Intriguingly, this version of the tale makes only the subtlest allusion to the victims as pie-filler at the very end. Until then, likely a pre-emptive strike to avoid censorship, the Todd-Lovell partnership is that of basic murder followed by retrieval of the body’s goods and then an unspecified ‘dispatching’. We see Sweeney disposing of one such mark that he picks up at the docks, a suitably prosperous gentleman who winds up in the chair and is then tipped backwards into the cellar via a secret lever operated by the avaricious barber.

A sub-plot concerns the young lovers Mark Ingerstreet and the aforementioned Johanna (Bruce Seton and Eve Lister). Sweeney is blackmailing her father (D.J. Williams) – who does he not? – for her possible hand in forced marriage over a failed shared ship venture in Africa in which Mark’s Captain is killed in a native uprising. The melodrama sub-plot has a grimly amusing moment when Johanna appeals to her dad desperately for another way out than a marriage of convenience: “Haven’t you anything you can realise money on?” He looks at her meaningfully: “No. Nothing”.

Seton is a workmanlike actor, enlivened more when Mark’s suspicions about Sweeney prompt him to present himself in sideburns and wig disguised as a spirited Yorkshireman while his shipmate is in the cellar below ready to free him in the oddly conspicuous garb of a monk.
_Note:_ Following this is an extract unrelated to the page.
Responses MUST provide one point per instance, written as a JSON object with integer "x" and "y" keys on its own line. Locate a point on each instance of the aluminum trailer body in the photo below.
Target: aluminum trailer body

Johanna is even less lucky with her get-up – her gamine pose as a boy looking for work is rumbled by Sweeney immediately. Mrs Lovell’s mistrust of Todd allows her to grow enough of a conscience to free Mark and in a climactic grapple with Sweeney, the barber is dropped by his own contraption into a fiery doom.

As mentioned earlier, returning to a modern-day epilogue finally hints at the cannibalistic contents of the pie-lady’s wares, a vendor’s sign advertising ‘fresh meat’ as the customer skidaddles in fear.

Though it goes for a safer veggie option, this meat-free Sweeney Todd earns its crust by Slaughter’s flavourful machinations and some artful concealing of miniscule resources in the period scene staging.